Logging in this operator serves two purposes:
    • Normal diagnostic information.
    • Capturing the essence of the operator functionality for analysis in unit tests.
    Test logging is designed to capture key events and timings. Take care when changing or removing log messages as you may need to adjust unit tests accordingly.
    • Field Details

    • Constructor Details

    • Method Details

      • getRecordCount

        public int getRecordCount()
        Description copied from interface: VectorAccessible
        Get the number of records.
        Returns:
        number of records
      • getSelectionVector4

        public SelectionVector4 getSelectionVector4()
        Returns outputSV4 instead of resultsIterator sv4. For resultsIterator which has null SV4 outputSV4 will be empty. But Sort with EMIT outcome will ideally fail in those cases while preparing output container as it's not supported currently, like for spilling scenarios.
        Specified by:
        getSelectionVector4 in interface VectorAccessible
        Overrides:
        getSelectionVector4 in class AbstractRecordBatch<ExternalSort>
      • getSelectionVector2

        public SelectionVector2 getSelectionVector2()
        Specified by:
        getSelectionVector2 in interface VectorAccessible
        Overrides:
        getSelectionVector2 in class AbstractRecordBatch<ExternalSort>
      • buildSchema

        public void buildSchema()
        Called by AbstractRecordBatch as a fast-path to obtain the first record batch and setup the schema of this batch in order to quickly return the schema to the client. Note that this method fetches the first batch from upstream which will be waiting for us the first time that innerNext() is called.
        Overrides:
        buildSchema in class AbstractRecordBatch<ExternalSort>
      • innerNext

        public RecordBatch.IterOutcome innerNext()
        Process each request for a batch. The first request retrieves all the incoming batches and sorts them, optionally spilling to disk as needed. Subsequent calls retrieve the sorted results in fixed-size batches.
        Specified by:
        innerNext in class AbstractRecordBatch<ExternalSort>
      • getWritableBatch

        public WritableBatch getWritableBatch()
        Description copied from interface: RecordBatch
        Gets a writable version of this batch. Takes over ownership of existing buffers.
        Specified by:
        getWritableBatch in interface RecordBatch
        Overrides:
        getWritableBatch in class AbstractRecordBatch<ExternalSort>
      • cancelIncoming

        protected void cancelIncoming()
        Specified by:
        cancelIncoming in class AbstractRecordBatch<ExternalSort>
      • close

        public void close()
        Extreme paranoia to avoid leaving resources unclosed in the case of an error. Since generally only the first error is of interest, we track only the first exception, not potential cascading downstream exceptions.

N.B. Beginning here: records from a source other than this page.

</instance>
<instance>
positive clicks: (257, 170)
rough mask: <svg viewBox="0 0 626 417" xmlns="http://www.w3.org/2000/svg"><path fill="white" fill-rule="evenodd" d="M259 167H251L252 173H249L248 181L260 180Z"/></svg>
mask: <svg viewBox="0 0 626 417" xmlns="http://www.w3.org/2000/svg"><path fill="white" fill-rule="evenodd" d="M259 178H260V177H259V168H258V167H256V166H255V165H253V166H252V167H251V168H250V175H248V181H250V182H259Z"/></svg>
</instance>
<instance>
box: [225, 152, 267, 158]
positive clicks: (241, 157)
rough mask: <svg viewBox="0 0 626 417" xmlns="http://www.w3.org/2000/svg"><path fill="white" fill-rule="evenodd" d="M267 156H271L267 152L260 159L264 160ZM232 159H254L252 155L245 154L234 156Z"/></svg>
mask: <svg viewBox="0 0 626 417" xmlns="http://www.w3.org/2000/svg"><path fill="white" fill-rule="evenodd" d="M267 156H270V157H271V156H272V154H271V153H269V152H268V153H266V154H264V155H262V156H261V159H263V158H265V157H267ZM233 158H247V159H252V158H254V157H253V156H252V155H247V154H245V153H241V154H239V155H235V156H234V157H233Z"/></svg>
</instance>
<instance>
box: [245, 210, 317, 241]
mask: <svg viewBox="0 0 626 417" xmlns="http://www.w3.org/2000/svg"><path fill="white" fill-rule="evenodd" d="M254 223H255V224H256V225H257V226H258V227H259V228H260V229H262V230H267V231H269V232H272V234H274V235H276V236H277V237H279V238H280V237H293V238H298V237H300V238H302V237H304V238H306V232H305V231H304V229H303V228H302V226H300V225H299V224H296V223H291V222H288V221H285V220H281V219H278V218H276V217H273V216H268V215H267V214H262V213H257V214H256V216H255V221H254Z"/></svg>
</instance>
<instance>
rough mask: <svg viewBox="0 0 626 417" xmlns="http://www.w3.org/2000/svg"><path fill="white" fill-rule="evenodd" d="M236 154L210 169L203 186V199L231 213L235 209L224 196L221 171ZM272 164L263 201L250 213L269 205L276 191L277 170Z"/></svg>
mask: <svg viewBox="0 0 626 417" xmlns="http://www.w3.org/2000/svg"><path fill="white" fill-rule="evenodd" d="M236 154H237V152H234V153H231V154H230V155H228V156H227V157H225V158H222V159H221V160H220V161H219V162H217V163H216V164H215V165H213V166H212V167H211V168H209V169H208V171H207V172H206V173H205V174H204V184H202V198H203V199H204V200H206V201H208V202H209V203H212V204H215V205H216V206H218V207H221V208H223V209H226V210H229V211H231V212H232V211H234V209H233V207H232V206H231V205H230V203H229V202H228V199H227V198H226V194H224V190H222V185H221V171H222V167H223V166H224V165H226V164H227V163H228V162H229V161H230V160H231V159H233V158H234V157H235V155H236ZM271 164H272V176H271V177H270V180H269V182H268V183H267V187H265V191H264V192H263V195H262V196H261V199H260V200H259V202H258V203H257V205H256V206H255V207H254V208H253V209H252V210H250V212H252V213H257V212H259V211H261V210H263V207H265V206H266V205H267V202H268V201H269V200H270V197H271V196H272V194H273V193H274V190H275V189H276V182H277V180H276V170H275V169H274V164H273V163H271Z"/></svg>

        Some Drill code ends up calling close() two or more times. The code here protects itself from these undesirable semantics.

        Specified by:
        close in interface AutoCloseable
        Overrides:
        close in class AbstractRecordBatch<ExternalSort>
      • retainSv4OnNone

        public static void retainSv4OnNone(RecordBatch incoming)
        Workaround for DRILL-5656. We wish to release the batches for an in-memory sort once data is delivered. Normally, we can release them just before returning NONE. But, the StreamingAggBatch requires that the batches still be present on NONE. This method "sniffs" the input provided, and if the external sort, sets a mode that retains the batches. Yes, it is a horrible hack. But, necessary until the Drill iterator protocol can be revised.
        Parameters:
        incoming - the incoming batch for some operator which may (or may not) be an external sort (or, an external sort wrapped in a batch iterator validator.)
      • releaseBatches

        public static void releaseBatches(RecordBatch incoming)
      • dump

        public void dump()
        Description copied from interface: RecordBatch
        Perform dump of this batch's state to logs.